Final Report Summary - ONCOGENOMICS (Development of high throughput in vivo oncogenomic screening strategies in acute leukaemia)

The main aim of this project was to develop new ways to identify genes that contribute to childhood acute lymphocytic leukaemia (ALL) through loss (tumour suppressor genes) or gain (oncogenes). To this end we devised assays where effects on growth or survival of leukaemia cells of increasing expression, of candidate tumour suppressor genes, or of reducing expression of candidate oncogenes, was investigated. Initially we investigated genes on the long arm of chromosome 6 (6q) because although deletions of this region are seen in about 10% of childhood ALL the tumour suppressor genes had not been identified. By increasing expression of pools of candidate genes, in an ALL cell line with a deletion of 6q, we identified two that produced very clear negative effects on cell growth. The effects were seen not only in tissue culture but also when the cells were grown in mice.
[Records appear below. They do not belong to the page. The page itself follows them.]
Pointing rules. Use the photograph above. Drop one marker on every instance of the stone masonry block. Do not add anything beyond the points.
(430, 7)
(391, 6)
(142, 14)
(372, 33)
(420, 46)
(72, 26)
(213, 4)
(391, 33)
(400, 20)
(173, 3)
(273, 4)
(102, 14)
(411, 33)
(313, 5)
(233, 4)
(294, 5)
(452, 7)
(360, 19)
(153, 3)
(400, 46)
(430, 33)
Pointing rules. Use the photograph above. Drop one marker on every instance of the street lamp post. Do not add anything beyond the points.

We therefore had strong evidence that these two candidates are tumour suppressor genes that contribute to childhood ALL and have further investigated them to understand the mechanism by which their loss contributes to disease. This data is currently being summarised in a manuscript for publication.
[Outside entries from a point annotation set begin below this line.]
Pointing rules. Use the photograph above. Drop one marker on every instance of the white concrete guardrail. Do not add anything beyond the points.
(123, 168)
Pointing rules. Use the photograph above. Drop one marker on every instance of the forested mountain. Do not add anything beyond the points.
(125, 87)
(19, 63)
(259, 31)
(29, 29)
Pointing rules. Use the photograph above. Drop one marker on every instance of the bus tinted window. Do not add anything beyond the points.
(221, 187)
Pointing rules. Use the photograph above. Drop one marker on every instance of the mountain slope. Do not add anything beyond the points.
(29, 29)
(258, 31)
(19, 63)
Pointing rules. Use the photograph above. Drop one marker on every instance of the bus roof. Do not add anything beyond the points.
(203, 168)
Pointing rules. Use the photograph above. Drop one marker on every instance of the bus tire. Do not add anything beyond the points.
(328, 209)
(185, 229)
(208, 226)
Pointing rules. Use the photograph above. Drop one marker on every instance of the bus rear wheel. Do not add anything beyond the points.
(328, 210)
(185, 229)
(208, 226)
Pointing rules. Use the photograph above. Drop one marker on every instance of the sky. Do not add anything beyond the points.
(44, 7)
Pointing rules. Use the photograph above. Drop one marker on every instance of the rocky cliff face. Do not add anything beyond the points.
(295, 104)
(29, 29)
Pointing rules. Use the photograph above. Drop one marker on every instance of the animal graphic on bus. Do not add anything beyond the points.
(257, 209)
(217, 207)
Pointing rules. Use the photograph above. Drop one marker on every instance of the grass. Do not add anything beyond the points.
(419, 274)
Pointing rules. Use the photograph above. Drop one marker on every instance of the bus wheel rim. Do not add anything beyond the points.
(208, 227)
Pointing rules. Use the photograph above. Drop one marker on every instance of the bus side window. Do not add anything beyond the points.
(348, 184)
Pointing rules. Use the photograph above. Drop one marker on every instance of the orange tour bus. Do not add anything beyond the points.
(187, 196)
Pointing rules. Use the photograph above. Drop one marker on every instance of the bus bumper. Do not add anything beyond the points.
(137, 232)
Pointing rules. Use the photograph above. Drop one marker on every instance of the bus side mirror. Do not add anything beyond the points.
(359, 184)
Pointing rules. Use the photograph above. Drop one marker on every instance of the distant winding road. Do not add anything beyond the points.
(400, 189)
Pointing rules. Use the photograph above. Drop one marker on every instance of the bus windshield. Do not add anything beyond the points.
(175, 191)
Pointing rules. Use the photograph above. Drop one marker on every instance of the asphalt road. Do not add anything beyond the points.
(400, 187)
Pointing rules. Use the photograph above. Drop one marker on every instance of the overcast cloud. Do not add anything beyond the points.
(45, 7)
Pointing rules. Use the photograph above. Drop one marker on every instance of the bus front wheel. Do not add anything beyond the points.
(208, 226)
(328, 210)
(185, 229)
A PhD student on the project used similar assays to investigate candidate tumour suppressor genes on the short arm of chromosome 12 (12p) and candidate oncogenes on 11q, regions affected respectively by deletion or amplification in patients with acute myeloid leukaemia (AML). After defining a common region of deletion on 12q in patient material, the student tested a number of genes for their potential role as tumour suppressors, identifying one strong candidate. The role of this gene in AML was further investigated in patient samples and in other functional studies and has been summarised for publication. To identify oncogenes on 11q the approach was to use reagents (shRNAs) that reduced expression of candidate genes. However this study produced only inconclusive results, possibly because the shRNA were not sufficiently active. The student completed his PhD graduating in 2015.
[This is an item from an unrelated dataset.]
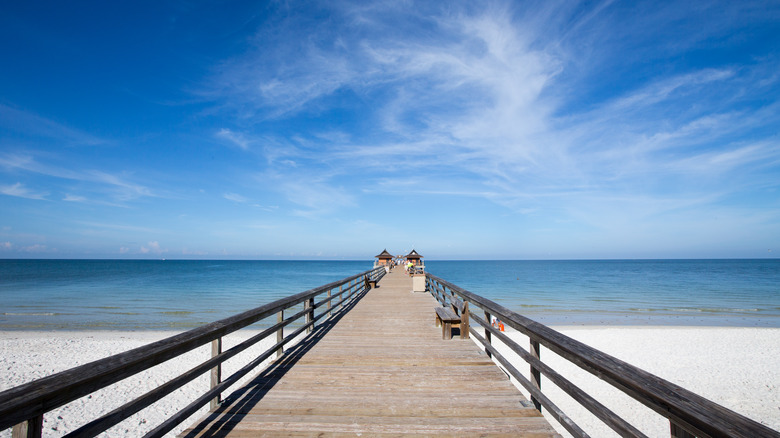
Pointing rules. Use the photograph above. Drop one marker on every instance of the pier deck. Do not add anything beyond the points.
(380, 369)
A major interest of our group is intrachromosomal amplification of chromosome 21(iAMP21), a cytogenetic abnormality seen in about 2% of childhood ALL patients, that have a poor response to standard therapy. These abnormalities have regions of chromosome 21 that are amplified or deleted in complex patterns that are unique to each patient. To identify candidate chromosome 21 oncogenes for analysis, in collaboration with the Sanger institute, we used a combination of state of the art techniques to characterise iAMP21 abnormalities in ALL patients. This preliminary analysis was published in the prestigious journal Nature. To create assays for the analysis of the candidate oncogenes, because no cell lines are available, we developed models, known as xenografts, by transplanting iAMP21-ALL patient cells into mice. The xenografts have been used to produce substantial stocks of cells which have been extensively characterised and shown to carry iAMP21 abnormalities that closely resemble those in the patients from which they originated. Leukaemia in the xenografts has also been characterised by live imaging and histological analysis and we have summarised this data in a paper which is currently being submitted for publication. We have also performed assays in mice, using the xenograft cells and shRNAs that target the candidate chromosome 21 oncogenes. This approach did not identify any of the candidates, as contributing to iAMP21 ALL, so we have adopted an alternative technique that makes use of CRISPR-cas9 ‘molecular scissors’ to knock out these genes. Although there was insufficient time to perform these assays within the course of the grant we have been awarded further funding to continue this work.
In summary we have achieved our principle objective of developing a new type of assay for the identification of genes contributing to leukaemia. Thus far the assay has been more successful for the identification tumour suppressor genes than for oncogenes, but with further funding we will continue to refine these techniques and expect to overcome this problem.